The “past viewer,” according to the OP, makes an irrevocable conclusion that Jesus is not God (assuming that the phrase “just human” implies the non-divinity of Jesus: a reasonable conclusion.) Most, if not all forms of Christianity hold that Jesus was divine. These two contentions contradict. So, if the OP’s assumptions are true, there is NO possible way for most forms Christianity to be considered valid. Thus, the OP assumes the incorrectness of Christianity. Now, because the OP has numerous references to Christianity and the works of Jesus, I can only assume that dalovindj is mainly talking about Chrisianity.

I maintain my contention that the OP asks who would believe in the Christian God if He didn’t exist.

This question assumes the previous belief in the infallibility of the Bible. As one who doesn’t believe this, I cannot make an educated response.

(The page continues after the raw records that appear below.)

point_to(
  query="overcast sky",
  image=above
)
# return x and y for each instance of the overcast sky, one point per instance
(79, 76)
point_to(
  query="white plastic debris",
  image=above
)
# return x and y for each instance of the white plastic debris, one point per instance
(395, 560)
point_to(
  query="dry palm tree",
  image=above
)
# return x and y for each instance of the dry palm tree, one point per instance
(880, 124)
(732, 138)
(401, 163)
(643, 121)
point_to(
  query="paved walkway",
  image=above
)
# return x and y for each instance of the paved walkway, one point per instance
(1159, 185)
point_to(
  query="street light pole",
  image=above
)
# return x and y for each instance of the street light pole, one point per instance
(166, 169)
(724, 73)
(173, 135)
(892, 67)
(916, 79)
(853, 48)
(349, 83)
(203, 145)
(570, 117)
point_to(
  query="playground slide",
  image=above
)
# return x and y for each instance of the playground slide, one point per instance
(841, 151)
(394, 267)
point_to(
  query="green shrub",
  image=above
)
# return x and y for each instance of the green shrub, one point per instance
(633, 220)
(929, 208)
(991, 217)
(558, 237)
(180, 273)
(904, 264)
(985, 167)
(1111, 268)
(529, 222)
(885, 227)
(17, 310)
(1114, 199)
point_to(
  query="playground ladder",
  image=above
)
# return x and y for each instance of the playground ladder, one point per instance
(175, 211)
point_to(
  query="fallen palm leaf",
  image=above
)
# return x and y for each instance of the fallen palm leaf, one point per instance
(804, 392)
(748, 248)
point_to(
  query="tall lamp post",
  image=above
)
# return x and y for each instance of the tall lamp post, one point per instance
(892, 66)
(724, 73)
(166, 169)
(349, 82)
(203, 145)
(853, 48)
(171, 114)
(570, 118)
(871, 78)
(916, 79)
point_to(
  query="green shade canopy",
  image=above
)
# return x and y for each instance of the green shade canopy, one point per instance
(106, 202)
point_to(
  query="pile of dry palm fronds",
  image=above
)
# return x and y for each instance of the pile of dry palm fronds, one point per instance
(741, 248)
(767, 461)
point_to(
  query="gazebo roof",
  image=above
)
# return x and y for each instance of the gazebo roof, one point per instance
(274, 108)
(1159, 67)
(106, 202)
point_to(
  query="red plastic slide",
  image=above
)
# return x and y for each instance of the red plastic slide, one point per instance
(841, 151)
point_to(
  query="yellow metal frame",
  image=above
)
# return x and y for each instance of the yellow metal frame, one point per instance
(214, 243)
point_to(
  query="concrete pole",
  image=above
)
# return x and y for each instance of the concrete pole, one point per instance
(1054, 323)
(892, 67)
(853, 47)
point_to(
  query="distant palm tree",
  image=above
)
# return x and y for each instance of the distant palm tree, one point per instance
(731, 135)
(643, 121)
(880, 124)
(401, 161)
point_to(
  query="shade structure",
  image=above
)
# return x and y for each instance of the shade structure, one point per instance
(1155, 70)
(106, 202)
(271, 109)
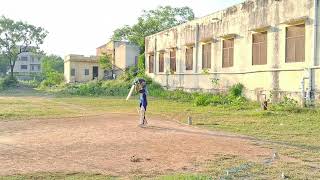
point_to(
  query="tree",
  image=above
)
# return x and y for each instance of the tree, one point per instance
(17, 37)
(105, 62)
(151, 22)
(4, 64)
(52, 63)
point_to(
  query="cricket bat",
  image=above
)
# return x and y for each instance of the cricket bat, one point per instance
(130, 92)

Now, if my logic is anywhere flawed, I would truly love to see it pointed out. I want to learn here, too.

This was actually one of the key subplots of The Light of Other Days, by Arthur C. Clarke and Stephen Baxter Not Clarke’s best work, but not bad either.

Sua

This is a great question but let me reverse it: If it could be proved that every bit of the bible was true (God exists etc), would you atheists out there believe?

It doesn’t seem a very hard question.

If somehow it could be proven that I was wrong, would I still believe? Of course not, with God’s help. :slight_smile:

I would still be a theist, but not a Christian, if someone could prove to me that the major tenets of Christianity were false. If someone could prove to me that there was no God, I would be an atheist.

Sort of reminds me of another sci-fi story, in which a Roman Catholic priest is part of a group that travels to a distant planet. They find an inhabited city, and rush towards it. On the outskirts, something is called out in a foreign language, and the priest falls down in a faint.

Upon being revived, he is asked what made him faint. He says that he heard and understood what was called out, because he studied foreign languages. “What did they call out?” he is asked.

“There is no God but Allah, and Muhammed is His prophet!”

Sounds more likely to be an example of cross-cultural contamination to me, but who can tell?

Anyway, bring on your past viewer, and we will see who really is right.

Regards,
Shodan

I’m an atheist, so I’m not going to answer the OP. However, I’d like to answer the question posed by a couple responses to the OP: What if the Past-Viewer[sup]TM[/sup] proved everything in the Bible correct?

If every event in the Bible were proven true, I’d believe in some God. I may, however, end up believing in a very different God than the God most modern Christians believe in. Or I may end up being Muslim. (Depends on what extra-Biblical events turn out to be true / false.) But I’d certainly believe in God.
(Making the assumption that there are no direct contradictions that would occur in such a case … )

Now, if only some of the events turned out to have happened, then I might believe in God. It depends on which events, and which aspects of them could be shown to be true or false. (As powerful as the Past-Viewer[sup]TM[/sup] is, it has limitations, as others have pointed out.)

I’m sorry, but am the only one who would think this machine is equivalent to the Babelfish from Hitchhiker’s Guide to the Galaxy.

Jesus was the greatest Buddhist who ever lived.

I would think it would be interesting if it put all the religions in context and proved many of the miracles of ALL religions. I’d totally be watching Zeus nailing all those hot greek girls 24/7.